Batalla de Guadalcanal: hechos importantes

◆ Las tropas japonesas y estadounidenses perdieron tantos barcos durante la guerra que el área llegó a llamarse & # 8216Iron Bottom & # 8217 Sound.

◆ La primera unidad estadounidense que participó en la batalla fue la recién formada Primera División de Infantería de Marina. Se trasladó de la costa este de Estados Unidos a Nueva Zelanda en junio de 1942.

◆ El clima cálido y tropical de la isla fue demasiado para ambas partes. No solo afectó las líneas de comunicación entre el interior y las tropas, sino que también afectó gravemente la salud de los soldados, desde el principio hasta el final. Se informó que varios miles de soldados murieron a causa de enfermedades tropicales.

◆ Inicialmente, las condiciones climáticas desfavorables obligaron a los estadounidenses a interrumpir cualquier forma de comunicación con los japoneses, por lo que durante las primeras 24 horas después del desembarco no hubo guerra en la isla de Guadalcanal.

◆ Según se informa, Estados Unidos perdió aproximadamente 7.000 hombres. También perdieron más de 29 barcos: 8 cruceros, 2 portaaviones pesados, 14 destructores y 615 aviones.

◆ Como Estados Unidos, los japoneses también sufrieron grandes pérdidas. La Batalla de Guadalcanal fue testigo de aproximadamente 34.000 bajas japonesas, con la captura de alrededor de 1.000 soldados. Los japoneses también perdieron más de 38 barcos, incluidos 2 acorazados, 4 cruceros, 1 portaaviones ligero, 11 destructores, 6 submarinos y alrededor de 880 aviones.

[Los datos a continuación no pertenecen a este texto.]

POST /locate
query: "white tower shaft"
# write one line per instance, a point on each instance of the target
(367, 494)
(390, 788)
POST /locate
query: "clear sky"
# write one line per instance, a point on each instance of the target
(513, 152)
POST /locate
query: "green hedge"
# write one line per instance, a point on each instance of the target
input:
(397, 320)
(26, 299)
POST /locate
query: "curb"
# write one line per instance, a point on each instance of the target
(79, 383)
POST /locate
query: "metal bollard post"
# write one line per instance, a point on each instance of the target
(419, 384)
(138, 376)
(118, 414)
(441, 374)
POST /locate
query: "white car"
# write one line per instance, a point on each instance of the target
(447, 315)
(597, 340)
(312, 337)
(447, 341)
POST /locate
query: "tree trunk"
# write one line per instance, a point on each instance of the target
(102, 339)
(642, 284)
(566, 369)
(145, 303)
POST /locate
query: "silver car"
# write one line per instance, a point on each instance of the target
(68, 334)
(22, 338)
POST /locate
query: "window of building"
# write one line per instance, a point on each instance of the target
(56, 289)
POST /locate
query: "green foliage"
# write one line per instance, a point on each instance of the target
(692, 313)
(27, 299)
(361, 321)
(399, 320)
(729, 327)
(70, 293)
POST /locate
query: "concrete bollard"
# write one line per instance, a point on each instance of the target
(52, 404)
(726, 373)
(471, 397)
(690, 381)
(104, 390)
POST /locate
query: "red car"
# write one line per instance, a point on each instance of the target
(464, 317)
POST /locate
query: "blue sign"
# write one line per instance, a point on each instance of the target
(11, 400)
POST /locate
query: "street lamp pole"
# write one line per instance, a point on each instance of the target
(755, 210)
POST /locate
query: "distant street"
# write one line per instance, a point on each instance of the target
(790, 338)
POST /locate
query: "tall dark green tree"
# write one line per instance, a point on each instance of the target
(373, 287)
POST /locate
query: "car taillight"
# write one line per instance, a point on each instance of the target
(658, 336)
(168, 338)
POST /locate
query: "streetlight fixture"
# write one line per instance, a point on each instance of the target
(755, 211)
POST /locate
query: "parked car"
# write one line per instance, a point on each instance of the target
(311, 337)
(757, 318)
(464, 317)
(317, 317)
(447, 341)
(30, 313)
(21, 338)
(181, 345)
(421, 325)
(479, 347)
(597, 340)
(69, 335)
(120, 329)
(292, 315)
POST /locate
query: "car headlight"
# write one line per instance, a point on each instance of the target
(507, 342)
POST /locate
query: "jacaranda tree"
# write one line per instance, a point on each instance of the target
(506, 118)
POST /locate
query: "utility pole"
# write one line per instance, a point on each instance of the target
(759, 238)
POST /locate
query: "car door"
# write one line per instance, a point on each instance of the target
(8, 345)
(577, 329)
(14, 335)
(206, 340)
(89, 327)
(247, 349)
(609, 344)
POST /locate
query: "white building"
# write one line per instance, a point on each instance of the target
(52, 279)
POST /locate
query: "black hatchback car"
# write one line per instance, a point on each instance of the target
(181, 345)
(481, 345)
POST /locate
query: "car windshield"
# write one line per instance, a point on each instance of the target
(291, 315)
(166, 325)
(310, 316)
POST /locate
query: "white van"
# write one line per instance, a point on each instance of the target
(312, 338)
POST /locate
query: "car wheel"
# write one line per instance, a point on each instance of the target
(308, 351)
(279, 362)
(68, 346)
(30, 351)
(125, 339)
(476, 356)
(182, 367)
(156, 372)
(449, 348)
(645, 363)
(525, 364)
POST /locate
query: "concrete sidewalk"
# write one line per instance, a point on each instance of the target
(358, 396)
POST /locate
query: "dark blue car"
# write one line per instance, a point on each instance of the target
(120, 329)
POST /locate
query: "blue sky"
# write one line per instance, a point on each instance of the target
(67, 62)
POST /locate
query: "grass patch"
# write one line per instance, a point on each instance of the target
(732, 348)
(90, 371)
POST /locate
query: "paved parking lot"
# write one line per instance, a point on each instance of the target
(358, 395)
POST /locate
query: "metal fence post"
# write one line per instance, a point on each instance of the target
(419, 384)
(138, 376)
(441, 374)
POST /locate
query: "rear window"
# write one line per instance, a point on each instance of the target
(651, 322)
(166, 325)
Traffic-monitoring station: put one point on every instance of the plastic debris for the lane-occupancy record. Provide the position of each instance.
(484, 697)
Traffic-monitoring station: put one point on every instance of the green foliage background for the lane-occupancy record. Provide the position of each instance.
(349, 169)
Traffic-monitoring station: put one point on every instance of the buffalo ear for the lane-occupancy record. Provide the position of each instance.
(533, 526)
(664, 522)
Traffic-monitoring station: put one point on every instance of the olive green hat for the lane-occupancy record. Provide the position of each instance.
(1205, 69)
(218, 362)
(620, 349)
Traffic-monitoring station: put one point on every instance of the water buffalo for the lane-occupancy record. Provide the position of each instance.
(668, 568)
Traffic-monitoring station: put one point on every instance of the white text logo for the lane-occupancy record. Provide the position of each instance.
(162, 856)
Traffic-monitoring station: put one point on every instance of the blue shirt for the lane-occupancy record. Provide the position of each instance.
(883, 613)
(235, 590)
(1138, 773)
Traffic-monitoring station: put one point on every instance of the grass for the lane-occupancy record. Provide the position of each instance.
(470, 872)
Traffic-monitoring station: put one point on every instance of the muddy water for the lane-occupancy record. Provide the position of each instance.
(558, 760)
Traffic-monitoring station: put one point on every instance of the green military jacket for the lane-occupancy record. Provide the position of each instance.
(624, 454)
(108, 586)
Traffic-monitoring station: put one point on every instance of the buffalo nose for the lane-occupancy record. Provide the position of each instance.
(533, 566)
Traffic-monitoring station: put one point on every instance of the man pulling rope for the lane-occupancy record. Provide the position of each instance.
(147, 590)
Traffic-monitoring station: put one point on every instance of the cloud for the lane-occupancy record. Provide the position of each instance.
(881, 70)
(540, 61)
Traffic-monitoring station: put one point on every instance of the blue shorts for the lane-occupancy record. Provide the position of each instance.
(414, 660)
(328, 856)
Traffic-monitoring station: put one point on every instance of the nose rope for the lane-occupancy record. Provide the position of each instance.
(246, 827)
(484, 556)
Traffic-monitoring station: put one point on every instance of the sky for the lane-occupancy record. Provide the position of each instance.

◆ La batalla de Midway se considera un punto de inflexión en la guerra del Pacífico, ya que Japón perdió 4 portaaviones y muchos pilotos experimentados.

La batalla de Guadalcanal fue un importante punto de inflexión en el escenario del Pacífico de la Segunda Guerra Mundial. Después de la Batalla de Midway, los Aliados ganaron ventaja. La isla se convirtió en una base militar para futuras ofensivas aliadas. La batalla, por lo tanto, proporcionó un impulso a las potencias aliadas y sentó las bases para futuras operaciones en el Pacífico.